Asaph praises God. He recounts his agony, when God wasn't near or wasn't perceivable. Perceptible? You didn't know if He was there or not.
Doesn't that seem like the truth. If things aren't going well, the feeling is that God isn't there. That tells me things about our own innate sense of the Almighty. When things aren't good, you feel forsaken. Like something is missing. Like what should be there is there no longer. For Asaph, that was God, and he seemed to become obsessed. He felt like God had failed...his attributes of love, mercy and everpresence seem to have vanished. As though God was the one who was weak? And I have learned that God only does exactly what he intends to do. Is that comforting? I don't know that it's meant to be. Its hard. It's a difficult thing sometimes accepting what God does or doesn't do.

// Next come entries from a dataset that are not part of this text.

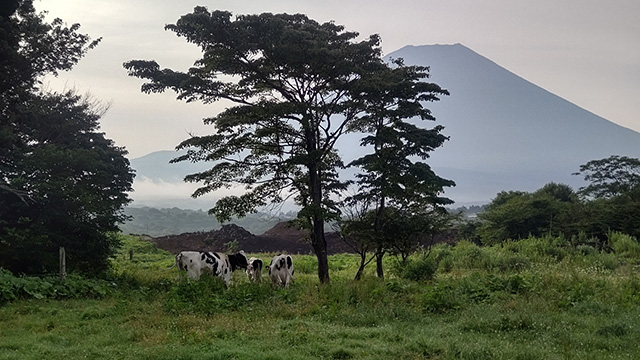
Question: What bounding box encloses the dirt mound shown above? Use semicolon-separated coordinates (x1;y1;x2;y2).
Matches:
151;221;351;254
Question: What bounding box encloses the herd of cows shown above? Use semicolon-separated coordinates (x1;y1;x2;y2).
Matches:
174;250;294;289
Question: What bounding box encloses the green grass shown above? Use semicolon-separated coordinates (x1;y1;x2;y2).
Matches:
0;237;640;360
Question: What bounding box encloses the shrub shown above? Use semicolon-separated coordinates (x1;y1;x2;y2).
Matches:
609;232;640;259
0;269;114;304
396;255;438;281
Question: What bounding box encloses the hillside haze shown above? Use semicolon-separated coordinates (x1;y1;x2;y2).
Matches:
126;44;640;208
389;44;640;202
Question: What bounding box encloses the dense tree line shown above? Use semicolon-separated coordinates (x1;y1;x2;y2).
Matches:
124;7;453;282
0;0;133;273
467;155;640;245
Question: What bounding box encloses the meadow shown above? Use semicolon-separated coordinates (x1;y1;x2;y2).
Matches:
0;233;640;360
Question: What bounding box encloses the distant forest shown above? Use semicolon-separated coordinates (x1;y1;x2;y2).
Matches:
120;205;485;237
120;207;295;237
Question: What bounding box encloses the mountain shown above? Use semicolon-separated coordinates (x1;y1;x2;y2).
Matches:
126;44;640;211
389;44;640;202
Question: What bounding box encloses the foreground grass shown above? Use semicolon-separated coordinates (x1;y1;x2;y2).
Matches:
0;235;640;359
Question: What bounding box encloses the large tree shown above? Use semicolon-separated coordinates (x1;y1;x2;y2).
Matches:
125;7;424;282
0;0;133;273
573;155;640;201
347;59;455;277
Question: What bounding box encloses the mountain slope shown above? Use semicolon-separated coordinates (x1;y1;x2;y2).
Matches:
389;44;640;202
126;44;640;207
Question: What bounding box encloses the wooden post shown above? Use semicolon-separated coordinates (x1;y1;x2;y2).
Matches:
60;246;67;282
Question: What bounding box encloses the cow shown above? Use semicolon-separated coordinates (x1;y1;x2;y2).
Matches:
176;251;248;287
175;251;217;280
267;254;294;289
246;258;262;282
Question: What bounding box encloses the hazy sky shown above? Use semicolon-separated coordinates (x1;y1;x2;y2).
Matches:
35;0;640;158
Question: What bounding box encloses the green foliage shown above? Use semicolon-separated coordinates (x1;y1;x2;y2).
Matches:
0;236;640;360
0;268;115;305
609;232;640;260
0;0;133;274
393;255;438;281
124;7;453;282
478;183;578;244
574;155;640;201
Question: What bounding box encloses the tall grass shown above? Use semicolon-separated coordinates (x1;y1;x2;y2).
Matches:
0;234;640;359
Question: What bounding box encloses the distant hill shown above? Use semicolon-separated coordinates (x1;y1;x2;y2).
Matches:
126;44;640;211
389;44;640;202
120;207;295;237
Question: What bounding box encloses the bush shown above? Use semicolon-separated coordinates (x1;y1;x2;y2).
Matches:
396;255;438;281
0;269;115;304
609;232;640;259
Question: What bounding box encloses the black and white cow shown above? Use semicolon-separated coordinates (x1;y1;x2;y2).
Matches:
267;254;294;289
176;251;248;286
246;258;262;282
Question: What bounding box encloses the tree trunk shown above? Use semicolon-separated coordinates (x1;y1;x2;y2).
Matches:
376;249;384;279
307;137;329;284
354;253;367;281
311;219;329;284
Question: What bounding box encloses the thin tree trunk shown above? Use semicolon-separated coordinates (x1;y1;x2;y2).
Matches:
354;253;367;281
376;249;384;279
311;219;329;284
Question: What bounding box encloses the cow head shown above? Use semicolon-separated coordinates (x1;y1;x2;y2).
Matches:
229;250;249;271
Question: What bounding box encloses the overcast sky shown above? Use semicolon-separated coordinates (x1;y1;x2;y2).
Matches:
35;0;640;158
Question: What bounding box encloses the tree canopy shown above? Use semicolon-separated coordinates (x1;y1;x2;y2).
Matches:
0;0;133;273
124;7;452;282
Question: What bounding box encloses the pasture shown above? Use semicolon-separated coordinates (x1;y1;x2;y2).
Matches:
0;234;640;360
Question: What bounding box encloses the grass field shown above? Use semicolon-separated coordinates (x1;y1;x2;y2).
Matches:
0;234;640;360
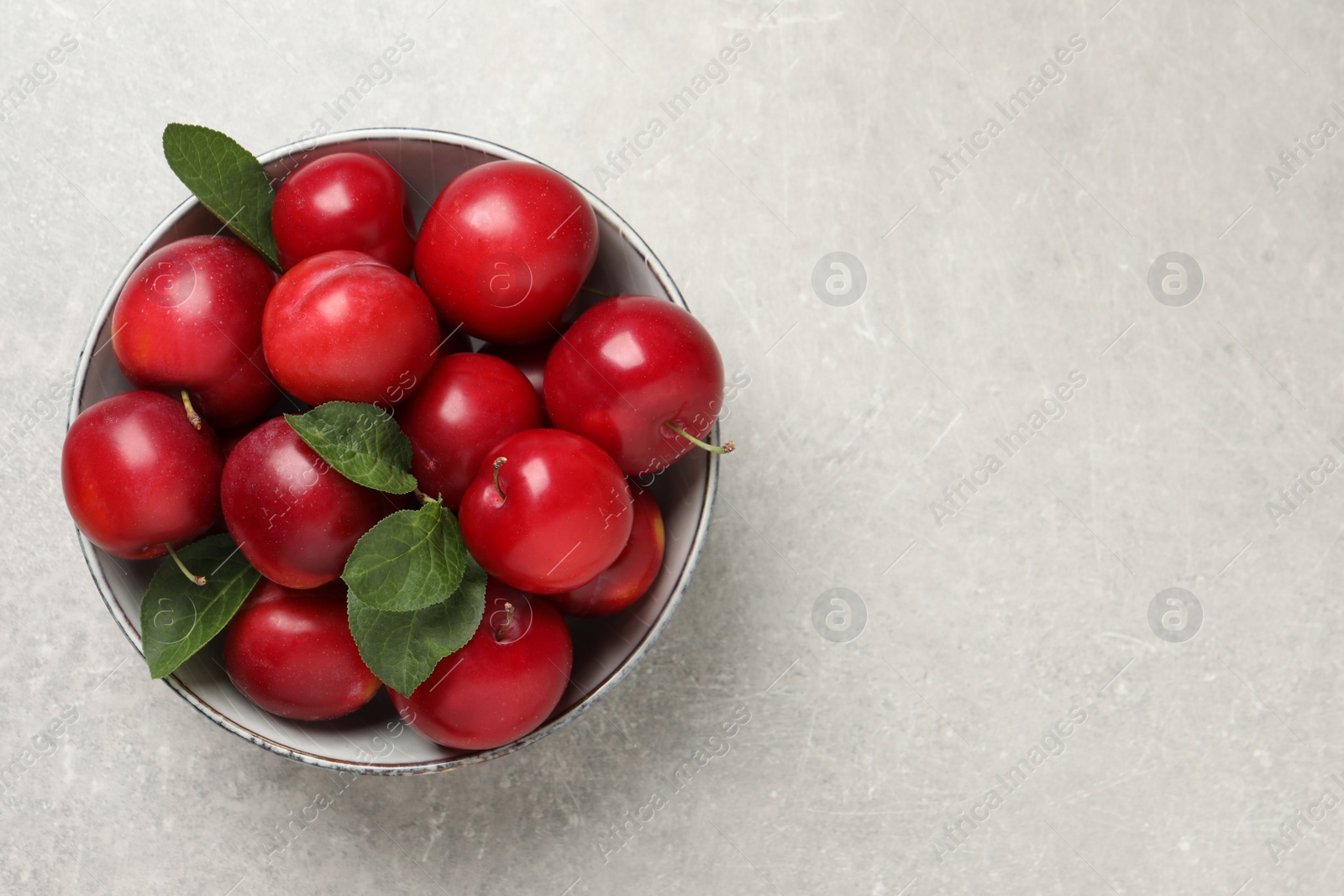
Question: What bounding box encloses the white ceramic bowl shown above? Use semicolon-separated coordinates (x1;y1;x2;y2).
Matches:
67;128;717;775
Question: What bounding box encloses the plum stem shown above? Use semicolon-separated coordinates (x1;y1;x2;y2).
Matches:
495;600;513;641
181;390;200;430
495;457;508;501
663;421;737;454
164;542;206;584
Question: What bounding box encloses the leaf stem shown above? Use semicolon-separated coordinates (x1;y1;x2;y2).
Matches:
164;542;206;584
181;390;200;430
663;421;737;454
495;600;513;641
495;457;508;501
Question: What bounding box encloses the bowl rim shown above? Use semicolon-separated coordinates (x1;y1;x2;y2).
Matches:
66;128;719;777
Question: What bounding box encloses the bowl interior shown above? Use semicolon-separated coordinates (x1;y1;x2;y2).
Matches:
71;129;717;775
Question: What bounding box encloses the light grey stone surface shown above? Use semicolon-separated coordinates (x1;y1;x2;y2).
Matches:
0;0;1344;896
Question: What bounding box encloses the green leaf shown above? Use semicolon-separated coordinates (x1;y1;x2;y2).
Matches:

Asaph's soul would not be satisfied. He mused in his heart. It's all that he thought of, restoring that sense of being one with God.
And then Asaph is like, "Well, what about all the things God has done for his people in the past?" Asaph believes God is an unchanging God, and a God who keeps his promises. Asaph understood that he was part of a nation that was being preserved, in spite of the current hardships. In fact, Israel has undergone a litany of hardships and terrible things in their journey as a nation since God called on Abraham.
It ain't easy living, but Asaph learned to trust in God's word.